The Innovation Box incentives:
Corporate income tax
for firms with a global turnover of more than $2.5bn
withholding tax on dividends on distribution to a foreign company
Capital gains/ Exit tax
for firms with a global turnover of more than $2.5bn
The grants available to foreign investors primarily come in the form of capital grants, employment grants and R&D grants. Foreign companies that fall under Israel’s Development Area A may be eligible for capital grants of up to 20 percent of the approved investment, covering investments in fixed assets such as equipment, buildings and furniture over a period of five years. If a company is approved for an employment grant, then this subsidy can be used to cover between 20 and 30 percent of the salary cost for additional employees. Finally, the government offers R&D grants that cover from 20 to 50 percent of a company’s total eligible R&D expenditure. The State of Israel also runs several R&D programmes for multinational corporations, which are designed to encourage them to invest in Israeli R&D activities.

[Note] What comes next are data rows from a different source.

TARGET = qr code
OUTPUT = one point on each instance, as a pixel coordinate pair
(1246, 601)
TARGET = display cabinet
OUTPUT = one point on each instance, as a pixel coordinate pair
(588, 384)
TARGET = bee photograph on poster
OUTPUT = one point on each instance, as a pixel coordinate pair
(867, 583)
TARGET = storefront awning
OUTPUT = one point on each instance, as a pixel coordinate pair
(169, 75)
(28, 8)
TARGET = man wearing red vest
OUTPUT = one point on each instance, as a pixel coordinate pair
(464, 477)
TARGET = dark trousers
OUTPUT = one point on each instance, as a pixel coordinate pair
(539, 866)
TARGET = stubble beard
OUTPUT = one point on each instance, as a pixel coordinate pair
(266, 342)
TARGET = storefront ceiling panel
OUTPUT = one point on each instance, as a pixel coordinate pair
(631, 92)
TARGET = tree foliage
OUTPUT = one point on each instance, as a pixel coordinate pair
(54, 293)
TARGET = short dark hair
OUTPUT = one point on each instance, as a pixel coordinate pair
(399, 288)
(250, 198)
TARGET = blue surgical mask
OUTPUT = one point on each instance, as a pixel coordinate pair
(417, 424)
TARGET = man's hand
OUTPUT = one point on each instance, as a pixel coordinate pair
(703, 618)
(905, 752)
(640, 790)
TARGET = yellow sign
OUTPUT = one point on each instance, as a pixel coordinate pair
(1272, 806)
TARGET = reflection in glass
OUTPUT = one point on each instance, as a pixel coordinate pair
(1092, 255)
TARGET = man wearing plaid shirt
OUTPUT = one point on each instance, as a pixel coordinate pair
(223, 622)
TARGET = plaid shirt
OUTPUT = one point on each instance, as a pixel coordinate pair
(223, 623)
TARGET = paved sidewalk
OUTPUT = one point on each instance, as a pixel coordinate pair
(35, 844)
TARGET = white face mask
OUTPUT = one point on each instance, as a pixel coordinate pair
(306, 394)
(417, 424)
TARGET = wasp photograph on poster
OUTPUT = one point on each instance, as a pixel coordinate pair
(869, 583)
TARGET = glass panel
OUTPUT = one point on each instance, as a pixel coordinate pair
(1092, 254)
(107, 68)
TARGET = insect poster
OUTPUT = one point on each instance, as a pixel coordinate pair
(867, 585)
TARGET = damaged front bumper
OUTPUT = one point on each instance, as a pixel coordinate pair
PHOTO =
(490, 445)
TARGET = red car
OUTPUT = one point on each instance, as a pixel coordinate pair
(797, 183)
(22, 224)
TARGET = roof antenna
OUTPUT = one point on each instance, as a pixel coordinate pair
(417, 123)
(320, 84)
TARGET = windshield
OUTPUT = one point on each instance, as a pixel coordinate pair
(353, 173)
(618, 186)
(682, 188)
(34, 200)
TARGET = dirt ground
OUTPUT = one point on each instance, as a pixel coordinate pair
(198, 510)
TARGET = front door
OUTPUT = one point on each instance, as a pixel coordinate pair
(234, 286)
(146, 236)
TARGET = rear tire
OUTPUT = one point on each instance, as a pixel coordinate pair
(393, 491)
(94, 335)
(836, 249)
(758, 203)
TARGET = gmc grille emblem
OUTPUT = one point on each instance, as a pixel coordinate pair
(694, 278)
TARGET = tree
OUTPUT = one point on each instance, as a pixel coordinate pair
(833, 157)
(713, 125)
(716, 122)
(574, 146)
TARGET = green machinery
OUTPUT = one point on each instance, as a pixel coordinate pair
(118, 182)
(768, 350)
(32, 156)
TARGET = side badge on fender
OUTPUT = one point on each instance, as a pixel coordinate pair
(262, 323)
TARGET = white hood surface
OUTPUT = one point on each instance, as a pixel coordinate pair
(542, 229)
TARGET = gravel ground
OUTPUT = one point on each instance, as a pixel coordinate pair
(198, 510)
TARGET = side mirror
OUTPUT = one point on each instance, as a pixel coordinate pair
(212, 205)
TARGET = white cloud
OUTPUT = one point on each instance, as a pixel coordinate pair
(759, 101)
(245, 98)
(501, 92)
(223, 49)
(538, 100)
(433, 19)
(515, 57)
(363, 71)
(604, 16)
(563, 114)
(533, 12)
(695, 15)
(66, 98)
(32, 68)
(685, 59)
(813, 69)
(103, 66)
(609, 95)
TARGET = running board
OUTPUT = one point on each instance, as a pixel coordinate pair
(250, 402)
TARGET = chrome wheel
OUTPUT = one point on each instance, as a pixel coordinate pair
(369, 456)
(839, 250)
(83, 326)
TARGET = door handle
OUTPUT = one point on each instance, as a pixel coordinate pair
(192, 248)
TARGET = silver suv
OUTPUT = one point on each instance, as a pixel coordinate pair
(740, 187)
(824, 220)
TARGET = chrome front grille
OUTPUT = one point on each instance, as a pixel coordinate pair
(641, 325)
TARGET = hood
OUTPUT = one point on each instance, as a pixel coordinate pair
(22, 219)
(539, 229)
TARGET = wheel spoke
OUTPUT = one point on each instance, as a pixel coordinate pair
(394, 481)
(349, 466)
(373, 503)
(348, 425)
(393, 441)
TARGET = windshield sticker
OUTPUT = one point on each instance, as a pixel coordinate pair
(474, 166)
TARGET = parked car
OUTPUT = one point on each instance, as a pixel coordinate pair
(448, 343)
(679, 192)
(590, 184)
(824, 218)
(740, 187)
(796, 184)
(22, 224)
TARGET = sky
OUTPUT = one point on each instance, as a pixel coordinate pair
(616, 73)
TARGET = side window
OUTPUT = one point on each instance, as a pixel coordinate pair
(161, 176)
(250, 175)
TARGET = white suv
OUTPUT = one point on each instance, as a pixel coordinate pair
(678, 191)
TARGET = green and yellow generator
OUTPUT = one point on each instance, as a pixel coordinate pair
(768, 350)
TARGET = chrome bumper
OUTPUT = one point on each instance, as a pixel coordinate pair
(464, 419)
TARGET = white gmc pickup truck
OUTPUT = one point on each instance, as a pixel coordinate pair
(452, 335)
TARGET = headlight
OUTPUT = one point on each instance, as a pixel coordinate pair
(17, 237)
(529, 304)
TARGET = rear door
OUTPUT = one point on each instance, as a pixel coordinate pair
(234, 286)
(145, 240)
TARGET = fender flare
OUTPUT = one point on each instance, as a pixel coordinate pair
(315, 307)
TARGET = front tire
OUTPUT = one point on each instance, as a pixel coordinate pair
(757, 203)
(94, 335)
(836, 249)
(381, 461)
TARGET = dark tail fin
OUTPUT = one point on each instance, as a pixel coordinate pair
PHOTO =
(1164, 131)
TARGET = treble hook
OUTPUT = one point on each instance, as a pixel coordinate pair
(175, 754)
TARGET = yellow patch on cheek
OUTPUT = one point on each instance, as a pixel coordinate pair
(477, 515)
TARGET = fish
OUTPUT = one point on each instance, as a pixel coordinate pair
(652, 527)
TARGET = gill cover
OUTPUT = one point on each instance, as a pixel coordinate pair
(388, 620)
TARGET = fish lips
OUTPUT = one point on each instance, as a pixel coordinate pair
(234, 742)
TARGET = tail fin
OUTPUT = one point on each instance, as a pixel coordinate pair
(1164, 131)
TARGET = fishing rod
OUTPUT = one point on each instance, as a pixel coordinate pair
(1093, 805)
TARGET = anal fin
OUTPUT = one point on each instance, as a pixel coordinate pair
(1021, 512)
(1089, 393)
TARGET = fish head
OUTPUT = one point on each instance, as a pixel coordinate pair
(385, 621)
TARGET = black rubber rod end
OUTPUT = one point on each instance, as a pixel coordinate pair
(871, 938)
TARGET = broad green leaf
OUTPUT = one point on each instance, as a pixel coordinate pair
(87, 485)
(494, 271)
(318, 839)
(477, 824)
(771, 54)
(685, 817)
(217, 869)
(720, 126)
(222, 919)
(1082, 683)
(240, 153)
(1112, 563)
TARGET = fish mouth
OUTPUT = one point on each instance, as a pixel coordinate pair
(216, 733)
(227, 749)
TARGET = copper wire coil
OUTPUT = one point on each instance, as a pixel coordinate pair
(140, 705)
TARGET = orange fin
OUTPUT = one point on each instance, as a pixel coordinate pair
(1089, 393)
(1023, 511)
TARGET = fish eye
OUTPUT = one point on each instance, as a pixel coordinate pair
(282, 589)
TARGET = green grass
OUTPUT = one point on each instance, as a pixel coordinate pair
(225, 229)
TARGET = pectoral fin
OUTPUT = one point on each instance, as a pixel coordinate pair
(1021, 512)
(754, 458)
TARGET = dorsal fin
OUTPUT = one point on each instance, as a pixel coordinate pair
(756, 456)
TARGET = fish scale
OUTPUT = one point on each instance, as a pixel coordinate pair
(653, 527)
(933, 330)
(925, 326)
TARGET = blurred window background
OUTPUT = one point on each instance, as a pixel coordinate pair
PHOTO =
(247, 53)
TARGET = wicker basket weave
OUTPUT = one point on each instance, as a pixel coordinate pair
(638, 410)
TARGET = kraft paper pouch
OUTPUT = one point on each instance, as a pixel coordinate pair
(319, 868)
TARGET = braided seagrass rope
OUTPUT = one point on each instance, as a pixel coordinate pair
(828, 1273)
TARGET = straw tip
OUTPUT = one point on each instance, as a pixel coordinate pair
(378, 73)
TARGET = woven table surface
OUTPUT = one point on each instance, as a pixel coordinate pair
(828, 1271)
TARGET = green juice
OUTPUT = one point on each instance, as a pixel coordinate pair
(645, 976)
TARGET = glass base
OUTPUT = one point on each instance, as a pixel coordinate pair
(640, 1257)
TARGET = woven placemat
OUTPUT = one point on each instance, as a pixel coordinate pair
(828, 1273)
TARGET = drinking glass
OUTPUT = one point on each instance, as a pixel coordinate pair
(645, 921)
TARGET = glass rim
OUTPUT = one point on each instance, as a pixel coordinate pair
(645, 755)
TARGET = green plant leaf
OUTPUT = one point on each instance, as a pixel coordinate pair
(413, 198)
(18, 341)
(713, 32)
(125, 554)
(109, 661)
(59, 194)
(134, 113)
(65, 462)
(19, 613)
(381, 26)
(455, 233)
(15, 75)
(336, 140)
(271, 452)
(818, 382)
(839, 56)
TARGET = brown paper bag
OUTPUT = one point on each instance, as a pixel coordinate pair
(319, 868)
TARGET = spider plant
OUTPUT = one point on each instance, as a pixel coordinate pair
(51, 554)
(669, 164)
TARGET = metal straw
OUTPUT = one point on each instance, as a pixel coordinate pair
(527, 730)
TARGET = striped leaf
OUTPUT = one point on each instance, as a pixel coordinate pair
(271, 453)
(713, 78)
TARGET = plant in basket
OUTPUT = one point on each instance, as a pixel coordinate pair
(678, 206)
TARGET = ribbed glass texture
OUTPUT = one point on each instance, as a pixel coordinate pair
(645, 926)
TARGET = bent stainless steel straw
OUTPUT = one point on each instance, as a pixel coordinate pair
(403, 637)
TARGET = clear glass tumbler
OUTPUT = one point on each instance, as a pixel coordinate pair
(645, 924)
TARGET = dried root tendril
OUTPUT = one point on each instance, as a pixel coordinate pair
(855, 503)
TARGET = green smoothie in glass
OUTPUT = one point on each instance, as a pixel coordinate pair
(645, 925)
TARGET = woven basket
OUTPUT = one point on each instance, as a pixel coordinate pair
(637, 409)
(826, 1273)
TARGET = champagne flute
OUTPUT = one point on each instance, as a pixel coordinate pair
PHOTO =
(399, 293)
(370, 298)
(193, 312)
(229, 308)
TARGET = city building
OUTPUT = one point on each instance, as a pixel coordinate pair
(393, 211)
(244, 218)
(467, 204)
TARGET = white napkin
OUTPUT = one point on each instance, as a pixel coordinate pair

In addition to these grants, the government has also created the Invest in Israel authority in order to provide practical support and advice to business owners looking to launch new operations in Israel. The government-backed initiative delivers a variety of customised services, in addition to offering potential investors a wealth of information on taxes, wages and Israeli regulations.
“We are a one-stop shop for foreign investment in Israel”, said Eliezer. “If you are an investor or an international business owner, our department will supply information about the Israeli ecosystem, escort you during your visit, help you navigate our country’s regulations, and much more. We are here to ensure that our clients have the best possible experience when investing in Israel.”
In July 2016, the Israeli Government sought to ambitiously extend the tax incentives it currently offers to foreign investors, publishing a proposal for an ‘innovation box’ intellectual property (IP) tax regime. Tax benefits from the proposed regime include a six percent corporate income tax rate and a four percent withholding tax on dividends for qualifying companies with consolidated revenues of over ILS 10bn ($2.5bn). The new proposal is set to come into effect as part of the upcoming state budget, and marks a significant opportunity both for multinationals currently operating in Israel and those considering investing in the Middle Eastern state.
With the creation of new, attractive tax incentives and grants, foreign investment in Israel is showing no signs of slowing down. Thanks to the success of the nation’s hi-tech sector, Israel’s economy is performing at its highest level since the 2008 financial crisis, boasting positive and steady growth far above the OECD average. In light of this economic prosperity, all global credit ranking agencies have recently raised Israel’s rating to A+, an encouraging move that suggests a bright future for its economy.
Over the next few years, industry experts expect to see greater international recognition of Israel as a global innovation hub, resulting in higher amounts of capital flowing to the nation. Furthermore, as investors from emerging markets are beginning to invest in Israel, this new capital is set to experience a diversification in terms of its sources. China in particular is turning its attentions to the thriving Israeli hi-tech sector and, as of 2016, the vast majority of Israeli venture capital funds have at least one Chinese investor on board during their financing rounds.
With increased diversification of funding, Israeli innovation is poised to become more global, strengthening what is already a vibrant and thriving business ecosystem.